There has been a significant shift in the distribution of Bitcoin supply since the beginning of the year. While the distribution of Bitcoin holdings is a regular occurrence and follows market cycles, the launch of spot Bitcoin ETFs in the U.S. seems to have spearheaded these changes.
It’s important to understand the supply distribution across different Bitcoin holding cohorts. It offers insights into market sentiment, potential liquidity shifts, and the balance between retail and institutional participation. Large movements in holdings can indicate institutional activity, strategic accumulation, or redistribution of assets in response to market developments. Tracking these changes can show early signals of broader market trends, shifts in investor behavior, and potential price movements.
Addresses holding between 10,000 and 100,000 BTC experienced the largest increase in balance, up by 2.97% Year-To-Date (YTD), while those with balances between 1,000 and 10,000 BTC saw their balance increase by 2.89% YTD.
Graph showing the supply held by addresses with a balance between 1k and 10k BTC (pink) and addresses with a balance between 10k and 100k BTC (blue) in 2024 (Source: Glassnode)
Conversely, addresses holding between 100 and 1,000 BTC recorded the largest drop, decreasing by -3.32%.

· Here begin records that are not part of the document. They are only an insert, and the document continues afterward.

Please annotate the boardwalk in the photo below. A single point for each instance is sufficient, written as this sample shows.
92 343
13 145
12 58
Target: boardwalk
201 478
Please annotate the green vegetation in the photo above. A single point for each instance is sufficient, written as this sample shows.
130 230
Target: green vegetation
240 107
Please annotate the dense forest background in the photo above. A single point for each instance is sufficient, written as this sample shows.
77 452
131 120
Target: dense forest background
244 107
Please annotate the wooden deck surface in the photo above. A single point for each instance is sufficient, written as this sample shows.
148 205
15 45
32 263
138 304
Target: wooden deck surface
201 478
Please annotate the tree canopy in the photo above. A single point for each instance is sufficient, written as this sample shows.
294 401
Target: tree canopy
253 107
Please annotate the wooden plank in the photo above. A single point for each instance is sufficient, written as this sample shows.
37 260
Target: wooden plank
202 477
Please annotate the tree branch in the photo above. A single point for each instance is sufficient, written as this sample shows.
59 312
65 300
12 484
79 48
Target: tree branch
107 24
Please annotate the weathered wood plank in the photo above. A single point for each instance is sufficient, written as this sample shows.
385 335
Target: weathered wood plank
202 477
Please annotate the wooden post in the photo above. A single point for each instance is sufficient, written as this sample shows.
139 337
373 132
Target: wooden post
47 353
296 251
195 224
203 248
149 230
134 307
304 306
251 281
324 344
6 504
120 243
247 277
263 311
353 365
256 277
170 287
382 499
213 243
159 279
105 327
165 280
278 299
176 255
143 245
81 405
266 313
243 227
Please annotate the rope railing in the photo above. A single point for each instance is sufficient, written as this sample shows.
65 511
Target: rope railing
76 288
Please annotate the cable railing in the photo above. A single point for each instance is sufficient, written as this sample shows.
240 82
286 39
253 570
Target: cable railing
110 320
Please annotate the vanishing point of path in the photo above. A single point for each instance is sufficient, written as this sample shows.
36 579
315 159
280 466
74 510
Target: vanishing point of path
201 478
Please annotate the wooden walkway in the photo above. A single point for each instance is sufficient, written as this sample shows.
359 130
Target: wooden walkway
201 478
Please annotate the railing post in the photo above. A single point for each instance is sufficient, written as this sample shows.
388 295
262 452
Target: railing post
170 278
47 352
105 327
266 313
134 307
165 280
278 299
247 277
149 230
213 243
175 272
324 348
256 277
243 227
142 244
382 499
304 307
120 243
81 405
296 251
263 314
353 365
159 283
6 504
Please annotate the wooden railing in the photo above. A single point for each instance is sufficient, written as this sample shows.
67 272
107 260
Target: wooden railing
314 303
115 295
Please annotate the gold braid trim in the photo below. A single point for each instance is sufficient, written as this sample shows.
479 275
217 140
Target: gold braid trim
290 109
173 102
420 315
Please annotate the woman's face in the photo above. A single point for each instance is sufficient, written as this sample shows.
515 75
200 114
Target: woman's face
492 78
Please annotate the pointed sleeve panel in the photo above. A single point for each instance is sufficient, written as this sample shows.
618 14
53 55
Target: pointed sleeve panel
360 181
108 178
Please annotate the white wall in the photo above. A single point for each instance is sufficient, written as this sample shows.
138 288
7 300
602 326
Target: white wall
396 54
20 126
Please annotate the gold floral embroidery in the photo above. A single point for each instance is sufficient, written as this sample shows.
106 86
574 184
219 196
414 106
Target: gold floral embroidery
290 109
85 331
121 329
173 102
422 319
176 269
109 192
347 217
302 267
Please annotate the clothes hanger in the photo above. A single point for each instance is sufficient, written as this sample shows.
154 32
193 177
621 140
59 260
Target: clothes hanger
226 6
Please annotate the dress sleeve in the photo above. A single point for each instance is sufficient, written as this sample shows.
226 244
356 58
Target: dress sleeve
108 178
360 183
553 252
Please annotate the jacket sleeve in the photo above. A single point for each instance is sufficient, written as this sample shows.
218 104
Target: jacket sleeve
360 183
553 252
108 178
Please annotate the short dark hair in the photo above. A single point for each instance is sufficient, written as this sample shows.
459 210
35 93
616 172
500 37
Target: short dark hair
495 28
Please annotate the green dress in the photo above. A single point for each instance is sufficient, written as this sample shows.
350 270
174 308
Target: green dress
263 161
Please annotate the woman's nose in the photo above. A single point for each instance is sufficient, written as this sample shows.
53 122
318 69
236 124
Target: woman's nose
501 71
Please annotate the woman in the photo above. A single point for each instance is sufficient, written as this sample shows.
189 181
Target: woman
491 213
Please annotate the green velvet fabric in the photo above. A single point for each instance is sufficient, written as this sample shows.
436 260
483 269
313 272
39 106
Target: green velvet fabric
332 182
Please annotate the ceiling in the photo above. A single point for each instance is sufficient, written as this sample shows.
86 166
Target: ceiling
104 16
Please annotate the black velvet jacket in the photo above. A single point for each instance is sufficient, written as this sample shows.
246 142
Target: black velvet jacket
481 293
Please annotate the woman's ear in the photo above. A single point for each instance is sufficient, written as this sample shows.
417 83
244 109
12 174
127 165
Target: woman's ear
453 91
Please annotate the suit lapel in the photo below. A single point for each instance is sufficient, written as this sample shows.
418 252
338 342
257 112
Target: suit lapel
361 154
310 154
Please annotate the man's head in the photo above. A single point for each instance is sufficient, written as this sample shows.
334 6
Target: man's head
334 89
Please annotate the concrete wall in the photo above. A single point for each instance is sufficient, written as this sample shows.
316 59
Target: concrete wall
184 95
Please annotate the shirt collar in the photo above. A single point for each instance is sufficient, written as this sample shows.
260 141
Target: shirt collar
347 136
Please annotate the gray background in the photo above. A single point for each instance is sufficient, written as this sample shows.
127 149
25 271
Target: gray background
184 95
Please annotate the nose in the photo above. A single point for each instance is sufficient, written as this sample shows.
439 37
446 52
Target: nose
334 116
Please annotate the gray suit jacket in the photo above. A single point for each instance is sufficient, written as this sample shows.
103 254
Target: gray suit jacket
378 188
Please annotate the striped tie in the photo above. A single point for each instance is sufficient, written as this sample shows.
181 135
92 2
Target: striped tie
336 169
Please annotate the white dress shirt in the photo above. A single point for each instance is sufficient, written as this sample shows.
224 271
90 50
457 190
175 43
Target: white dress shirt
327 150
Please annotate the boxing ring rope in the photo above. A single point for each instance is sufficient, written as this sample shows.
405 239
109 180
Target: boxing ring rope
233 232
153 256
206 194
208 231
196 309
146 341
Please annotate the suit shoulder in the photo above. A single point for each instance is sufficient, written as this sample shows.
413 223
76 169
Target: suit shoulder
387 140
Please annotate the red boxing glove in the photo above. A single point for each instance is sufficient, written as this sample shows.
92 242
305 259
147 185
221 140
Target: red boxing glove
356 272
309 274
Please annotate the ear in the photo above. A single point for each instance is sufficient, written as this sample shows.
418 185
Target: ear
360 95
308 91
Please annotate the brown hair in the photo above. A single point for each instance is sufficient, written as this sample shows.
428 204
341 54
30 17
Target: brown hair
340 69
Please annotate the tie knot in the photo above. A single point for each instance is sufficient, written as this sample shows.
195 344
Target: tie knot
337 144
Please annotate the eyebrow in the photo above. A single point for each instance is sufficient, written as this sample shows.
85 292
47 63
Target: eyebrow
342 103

Graph showing the supply of Bitcoin held by addresses with balances ranging from 1 to 10 BTC (orange), 10 to 100 BTC (green), and 100 to 1K BTC (purple) in 2024 (Source: Glassnode)
The observed increase in Bitcoin holdings among addresses with large balances (1,000 to 10,000 BTC and 10,000 to 100,000 BTC) contrasts with the decrease among smaller balance addresses (100 to 1,000 BTC). The significant uptick in holdings among the largest cohorts indicates institutional accumulation and strategic behavior by large investors. This could be driven by the legitimization and increased accessibility of Bitcoin through the launch of spot ETFs, offering a regulated and potentially safer investment avenue for substantial capital inflows.
The growth in balances of large holding addresses could also reflect increased confidence in Bitcoin’s long-term prospects, likely buoyed by the introduction and popularity of spot Bitcoin ETFs. This could indicate market maturation and acceptance within traditional financial systems.
The decline in holdings among addresses with balances between 100 and 1,000 BTC could indicate a move towards diversification and risk management strategies, possibly influenced by the availability of Bitcoin exposure through ETFs. Investors in this cohort may be reallocating assets to balance their portfolios across different asset classes within the more familiar framework of ETFs.
Another possible reason why smaller cohorts may have experienced declines in their Bitcoin holdings is profit-taking. Increased market liquidity following the launch of the ETFs has certainly caused short-term and smaller holders to facilitate easier profit-taking. Investors with smaller balances might be more inclined to capitalize on price movements, especially seeing how the ETF introduction led to short-term price increases.